New money and no money

They may be buffered by salt water from some of the pressures of the mainland, but the islands are not immune to change. San Juan County's population grew 40 percent in a decade, from 10,035 in 1990 to 14,077 in 2000 ― more, apparently, than nature had designed for. Water, of all things, is becoming an issue. "Fifty percent of the wells on Lopez Island are in danger of saltwater intrusion," says Rhea Miller, who spends a good chunk of her time as county commissioner dealing with environmental issues.

Then there are more subtle social changes.
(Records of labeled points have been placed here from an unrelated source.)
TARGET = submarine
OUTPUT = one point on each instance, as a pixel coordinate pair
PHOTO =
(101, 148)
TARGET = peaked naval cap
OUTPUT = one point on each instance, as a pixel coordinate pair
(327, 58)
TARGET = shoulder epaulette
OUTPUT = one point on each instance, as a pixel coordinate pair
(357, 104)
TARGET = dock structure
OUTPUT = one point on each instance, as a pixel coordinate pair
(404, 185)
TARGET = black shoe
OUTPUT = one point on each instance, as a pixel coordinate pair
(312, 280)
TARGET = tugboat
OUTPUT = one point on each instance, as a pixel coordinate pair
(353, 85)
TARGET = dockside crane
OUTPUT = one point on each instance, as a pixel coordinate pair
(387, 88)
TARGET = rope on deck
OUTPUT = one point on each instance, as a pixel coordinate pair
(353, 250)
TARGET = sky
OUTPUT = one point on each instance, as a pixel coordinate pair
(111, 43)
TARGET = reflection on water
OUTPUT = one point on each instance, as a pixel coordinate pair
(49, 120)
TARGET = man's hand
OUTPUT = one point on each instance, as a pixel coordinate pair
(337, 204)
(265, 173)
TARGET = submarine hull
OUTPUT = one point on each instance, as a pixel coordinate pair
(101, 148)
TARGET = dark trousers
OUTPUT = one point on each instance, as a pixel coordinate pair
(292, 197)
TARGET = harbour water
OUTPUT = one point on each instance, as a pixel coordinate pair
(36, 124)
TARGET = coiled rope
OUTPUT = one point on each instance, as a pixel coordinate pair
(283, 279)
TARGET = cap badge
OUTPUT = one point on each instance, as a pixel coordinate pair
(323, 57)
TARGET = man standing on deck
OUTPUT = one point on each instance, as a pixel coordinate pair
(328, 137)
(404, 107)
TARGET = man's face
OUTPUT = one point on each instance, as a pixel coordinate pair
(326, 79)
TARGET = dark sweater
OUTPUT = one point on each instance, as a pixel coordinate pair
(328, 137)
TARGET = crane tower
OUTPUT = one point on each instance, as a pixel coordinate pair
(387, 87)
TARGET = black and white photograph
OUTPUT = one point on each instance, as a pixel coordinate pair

Rolling off the ferry into Friday Harbor, I read the story of the contemporary San Juans in the two cars just ahead of mine. One is a 1974 Civic with mismatched body panels and a plywood pooch pad in lieu of a backseat ― an "island beater" in the local parlance. "We don't drive very far, and we need to repair 'em ourselves," the beater's owner, artist Tom Pemberton, later tells me. The other vehicle is a sparkling behemoth Lincoln Navigator, three times the size and probably 50 times the value of the Honda. The two vehicles perfectly represent the increasingly extreme polarities of island life: new money and no money. Beginning in the 1970s, wealth began splashing up onto the rocks, coexisting in no great tension with the farmers, artists, and outsiders that had long been the San Juans' backbone. But in the 1990s, the splash became a tide, and the price of real estate soared. By 2000, it rivaled Seattle. Steve Buck, CEO of the largest real estate office in San Juan County, says most homes now sell between $250,000 and $1 million. But incomes are a fraction of Seattle's. Jobs tend to be in local government or June-through-September tourism. "Most artists work part-time at other jobs―construction, office work, or something they invent," says Emily Reed. "It takes ingenuity."
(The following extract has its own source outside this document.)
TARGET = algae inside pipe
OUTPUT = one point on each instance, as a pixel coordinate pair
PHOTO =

The island beater people view the Lincoln Navigator people with ambivalence. On one hand, they welcome the newcomer who builds a trophy home on 4 acres because they'd rather see that than a warren of 60 condos on the same land. On the other, the flaunting of wealth is grossly at odds with island tradition. Suzanne Lyons, owner of a small gift shop on Orcas Island, tells me about a captain of industry who moved onto the island and began tooling about in his $50,000 BMW. "Finally I saw him in the grocery store, and I just told him, 'C'mon, sell it and buy an old pickup.' And you know what? He did."